Brave New York
Look at the various people in the East Village and how they and the neighborhood were affected by the building boom in Manhattan. Its an interesting but kind of wearing look at the people and the neighborhood that director Richard Sandler calls home The wearing part of the film comes from his off the cuff shoot from the hip style that Sandler uses. I’m guessing that like Sandler’s Gods of Times Square he wandered around on odd days with his camera and just shot what he ran across. The film is an interesting but really jagged slice of life that I think is going to be of interest more for those from the neighborhood than for any sort of wide audience. The DVD is more of interest when you consider it’s extras are two short documentaries that also give a flavor of the East Village in the “bad” old days (nether of which would be worth seeing on their own)
Gods of Times Square
Dizzying seemingly randomly shot film documenting the various street people, and the street preachers in particular that in habited Times Square before it was Disney-fied. Shot over the 1990’s the film shows the various people who haunted- and in some cases still haunt the area. We have the evangelical preachers, the nuns, the black militants who feel anyone white is a devil, Buddhists, Jews for Jesus and just people on the street. Its a wicked trip back to the end days of the bad old days (kind of). While I find seeing the area in transition interesting (I’ve spent a great deal of time in that part of the city over the last 15 years) I find the film daunting and exhausting.
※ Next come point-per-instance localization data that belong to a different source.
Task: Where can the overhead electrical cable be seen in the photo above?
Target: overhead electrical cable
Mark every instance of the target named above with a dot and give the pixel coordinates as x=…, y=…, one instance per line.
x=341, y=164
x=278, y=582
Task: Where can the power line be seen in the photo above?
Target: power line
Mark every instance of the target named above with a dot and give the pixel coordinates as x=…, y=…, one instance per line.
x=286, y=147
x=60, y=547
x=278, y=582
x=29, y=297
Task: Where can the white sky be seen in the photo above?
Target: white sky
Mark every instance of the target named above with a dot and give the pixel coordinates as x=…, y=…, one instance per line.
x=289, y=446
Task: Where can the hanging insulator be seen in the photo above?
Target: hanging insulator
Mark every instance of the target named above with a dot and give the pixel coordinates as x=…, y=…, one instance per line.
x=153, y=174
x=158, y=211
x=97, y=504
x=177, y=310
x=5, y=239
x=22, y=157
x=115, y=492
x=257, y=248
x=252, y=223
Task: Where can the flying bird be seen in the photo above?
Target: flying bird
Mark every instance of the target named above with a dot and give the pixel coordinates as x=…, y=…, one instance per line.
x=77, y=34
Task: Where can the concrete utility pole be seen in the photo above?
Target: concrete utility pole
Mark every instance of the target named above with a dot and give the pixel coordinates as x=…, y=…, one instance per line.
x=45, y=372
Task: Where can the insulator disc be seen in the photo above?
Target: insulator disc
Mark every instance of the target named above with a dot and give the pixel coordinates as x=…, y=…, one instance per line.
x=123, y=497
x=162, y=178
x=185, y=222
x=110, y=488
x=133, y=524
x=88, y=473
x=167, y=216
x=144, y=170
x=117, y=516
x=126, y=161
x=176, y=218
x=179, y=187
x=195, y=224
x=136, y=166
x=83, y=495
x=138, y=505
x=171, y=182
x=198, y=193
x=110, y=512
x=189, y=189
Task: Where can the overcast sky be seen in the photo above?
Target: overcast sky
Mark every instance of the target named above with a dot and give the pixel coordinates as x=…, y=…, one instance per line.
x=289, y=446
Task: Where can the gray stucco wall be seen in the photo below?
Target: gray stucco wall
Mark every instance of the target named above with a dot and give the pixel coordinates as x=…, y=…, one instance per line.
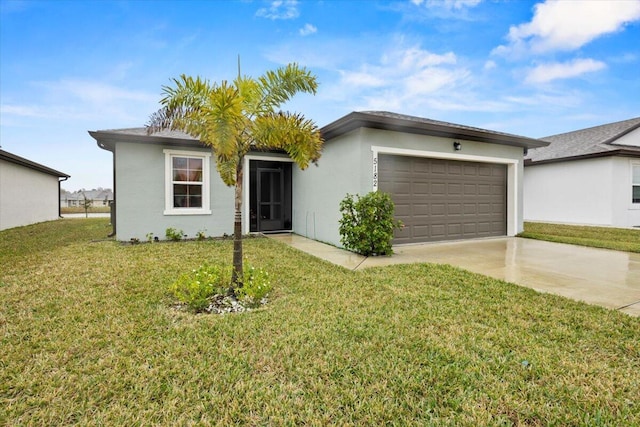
x=140, y=196
x=346, y=166
x=27, y=196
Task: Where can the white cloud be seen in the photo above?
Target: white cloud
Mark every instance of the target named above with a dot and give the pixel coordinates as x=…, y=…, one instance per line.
x=545, y=73
x=362, y=79
x=404, y=79
x=280, y=9
x=83, y=100
x=489, y=65
x=568, y=25
x=308, y=29
x=447, y=4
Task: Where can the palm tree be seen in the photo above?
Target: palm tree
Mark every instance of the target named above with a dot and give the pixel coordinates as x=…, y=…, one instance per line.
x=234, y=118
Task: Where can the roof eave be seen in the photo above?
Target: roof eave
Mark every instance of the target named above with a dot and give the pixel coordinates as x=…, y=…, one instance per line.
x=356, y=120
x=107, y=140
x=12, y=158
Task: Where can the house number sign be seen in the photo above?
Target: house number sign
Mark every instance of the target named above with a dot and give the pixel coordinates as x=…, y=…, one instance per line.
x=375, y=171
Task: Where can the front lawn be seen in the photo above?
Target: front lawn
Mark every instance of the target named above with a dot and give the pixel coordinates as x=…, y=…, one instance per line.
x=89, y=337
x=621, y=239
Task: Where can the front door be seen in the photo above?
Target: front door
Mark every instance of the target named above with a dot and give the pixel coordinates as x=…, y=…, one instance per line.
x=270, y=196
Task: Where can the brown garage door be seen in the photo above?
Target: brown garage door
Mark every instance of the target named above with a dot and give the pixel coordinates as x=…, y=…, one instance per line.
x=445, y=199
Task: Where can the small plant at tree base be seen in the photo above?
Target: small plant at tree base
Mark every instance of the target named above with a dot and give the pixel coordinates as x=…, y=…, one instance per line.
x=196, y=288
x=255, y=287
x=173, y=234
x=367, y=223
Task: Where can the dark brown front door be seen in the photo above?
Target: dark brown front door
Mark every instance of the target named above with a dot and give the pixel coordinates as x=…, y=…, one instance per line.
x=270, y=196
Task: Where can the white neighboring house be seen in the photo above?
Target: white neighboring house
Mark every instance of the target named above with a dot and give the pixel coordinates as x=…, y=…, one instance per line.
x=29, y=191
x=590, y=176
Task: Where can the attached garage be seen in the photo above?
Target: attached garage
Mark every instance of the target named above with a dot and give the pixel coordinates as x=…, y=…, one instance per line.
x=448, y=181
x=440, y=199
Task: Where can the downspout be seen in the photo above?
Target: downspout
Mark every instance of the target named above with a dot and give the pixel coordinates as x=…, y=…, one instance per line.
x=113, y=202
x=60, y=195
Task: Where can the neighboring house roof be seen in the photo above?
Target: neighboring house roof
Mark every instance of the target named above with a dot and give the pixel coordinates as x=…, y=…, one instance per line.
x=418, y=125
x=12, y=158
x=103, y=194
x=598, y=141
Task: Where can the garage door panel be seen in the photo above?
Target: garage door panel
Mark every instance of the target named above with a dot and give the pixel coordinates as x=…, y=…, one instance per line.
x=445, y=200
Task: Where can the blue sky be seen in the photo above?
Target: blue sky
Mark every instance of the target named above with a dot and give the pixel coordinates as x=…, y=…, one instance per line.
x=532, y=68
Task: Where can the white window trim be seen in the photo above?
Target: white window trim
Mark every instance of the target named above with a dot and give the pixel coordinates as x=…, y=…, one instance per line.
x=512, y=175
x=631, y=185
x=168, y=183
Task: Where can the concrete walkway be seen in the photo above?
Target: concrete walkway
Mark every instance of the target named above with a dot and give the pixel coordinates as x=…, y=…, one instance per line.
x=596, y=276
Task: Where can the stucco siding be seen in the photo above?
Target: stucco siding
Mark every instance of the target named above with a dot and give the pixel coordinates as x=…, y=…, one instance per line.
x=318, y=190
x=27, y=196
x=625, y=213
x=579, y=192
x=346, y=166
x=140, y=197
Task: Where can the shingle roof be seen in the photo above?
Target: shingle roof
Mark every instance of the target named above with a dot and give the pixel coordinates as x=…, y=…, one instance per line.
x=5, y=155
x=596, y=141
x=423, y=126
x=107, y=138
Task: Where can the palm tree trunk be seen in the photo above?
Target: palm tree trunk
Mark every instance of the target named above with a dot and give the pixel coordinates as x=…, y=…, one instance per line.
x=236, y=275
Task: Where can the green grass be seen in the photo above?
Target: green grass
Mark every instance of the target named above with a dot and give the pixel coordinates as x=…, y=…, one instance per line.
x=79, y=209
x=621, y=239
x=88, y=337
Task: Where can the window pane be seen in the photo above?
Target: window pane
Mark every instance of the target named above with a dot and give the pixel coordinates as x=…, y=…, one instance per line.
x=187, y=196
x=195, y=164
x=195, y=175
x=636, y=174
x=180, y=163
x=180, y=174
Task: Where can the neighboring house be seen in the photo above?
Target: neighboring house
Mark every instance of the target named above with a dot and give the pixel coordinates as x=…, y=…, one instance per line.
x=590, y=176
x=448, y=181
x=98, y=198
x=29, y=191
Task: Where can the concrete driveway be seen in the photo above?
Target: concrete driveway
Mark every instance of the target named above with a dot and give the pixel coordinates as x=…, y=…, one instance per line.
x=596, y=276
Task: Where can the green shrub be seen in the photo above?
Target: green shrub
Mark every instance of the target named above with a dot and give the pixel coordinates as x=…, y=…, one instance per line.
x=367, y=223
x=197, y=287
x=173, y=234
x=256, y=285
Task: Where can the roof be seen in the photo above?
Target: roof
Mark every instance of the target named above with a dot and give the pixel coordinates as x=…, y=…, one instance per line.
x=423, y=126
x=107, y=138
x=12, y=158
x=369, y=119
x=598, y=141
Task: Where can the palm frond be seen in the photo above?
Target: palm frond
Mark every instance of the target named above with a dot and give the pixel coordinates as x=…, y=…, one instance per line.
x=279, y=86
x=179, y=104
x=293, y=133
x=227, y=168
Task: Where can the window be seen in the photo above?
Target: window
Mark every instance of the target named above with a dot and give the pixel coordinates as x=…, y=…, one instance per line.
x=635, y=183
x=186, y=183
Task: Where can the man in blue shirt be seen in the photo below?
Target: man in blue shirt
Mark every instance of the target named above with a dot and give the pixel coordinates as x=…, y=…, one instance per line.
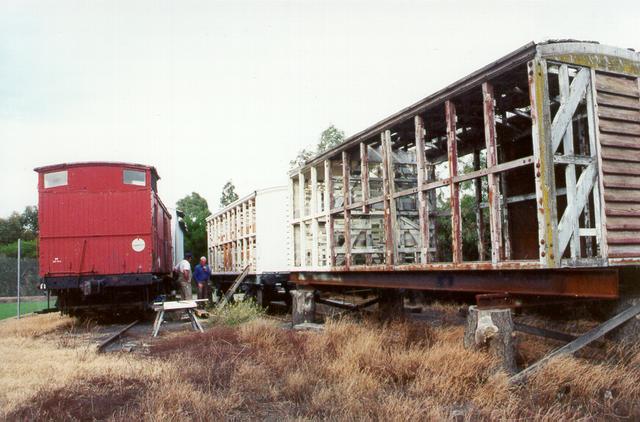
x=202, y=273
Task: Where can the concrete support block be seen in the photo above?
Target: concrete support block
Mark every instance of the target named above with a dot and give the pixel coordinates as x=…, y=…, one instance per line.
x=492, y=330
x=303, y=306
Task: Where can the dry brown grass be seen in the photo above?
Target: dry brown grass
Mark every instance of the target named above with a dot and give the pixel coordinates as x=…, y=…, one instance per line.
x=350, y=371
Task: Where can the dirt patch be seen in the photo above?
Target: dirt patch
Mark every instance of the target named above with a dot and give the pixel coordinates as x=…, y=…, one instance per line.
x=92, y=399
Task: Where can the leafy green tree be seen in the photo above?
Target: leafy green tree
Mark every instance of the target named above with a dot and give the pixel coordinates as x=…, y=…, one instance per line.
x=229, y=194
x=329, y=138
x=196, y=210
x=303, y=156
x=29, y=220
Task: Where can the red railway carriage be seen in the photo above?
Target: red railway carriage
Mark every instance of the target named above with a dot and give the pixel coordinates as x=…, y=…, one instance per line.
x=105, y=236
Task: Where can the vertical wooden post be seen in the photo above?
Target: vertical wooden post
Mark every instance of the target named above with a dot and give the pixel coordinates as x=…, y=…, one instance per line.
x=364, y=175
x=302, y=245
x=504, y=206
x=292, y=216
x=423, y=207
x=314, y=216
x=543, y=167
x=570, y=169
x=328, y=203
x=586, y=220
x=454, y=188
x=477, y=182
x=432, y=220
x=497, y=250
x=599, y=215
x=389, y=202
x=346, y=179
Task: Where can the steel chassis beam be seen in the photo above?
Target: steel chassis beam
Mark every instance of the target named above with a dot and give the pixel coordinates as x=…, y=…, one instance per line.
x=578, y=283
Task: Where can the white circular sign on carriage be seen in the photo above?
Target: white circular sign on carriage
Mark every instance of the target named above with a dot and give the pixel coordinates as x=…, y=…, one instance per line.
x=137, y=244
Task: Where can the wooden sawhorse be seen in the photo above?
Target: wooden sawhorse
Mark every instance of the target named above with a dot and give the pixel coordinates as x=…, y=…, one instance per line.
x=187, y=306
The weird camera angles and ragged editing style wear you down and give you no sense of anything. Interviews run from stray comments to lengthy with no rhyme or reason. Actually the film has no rhyme or reason since there is no sense to time to any of it. We jump back and forth through time with interviews taking place in the same changed spot at differing times. Unless you know the area or the time (the movie posters) you’ll think that Times Square was a hot bed of religious fervor on the order of what you’d get if Jersulselum, Mecca and Rome all mashed together in a Baptist church in the American South during a particularly fervent service. Half an hour in I was done, not because it was bad, rather because it was so jumbled it turned an interesting subject into drek.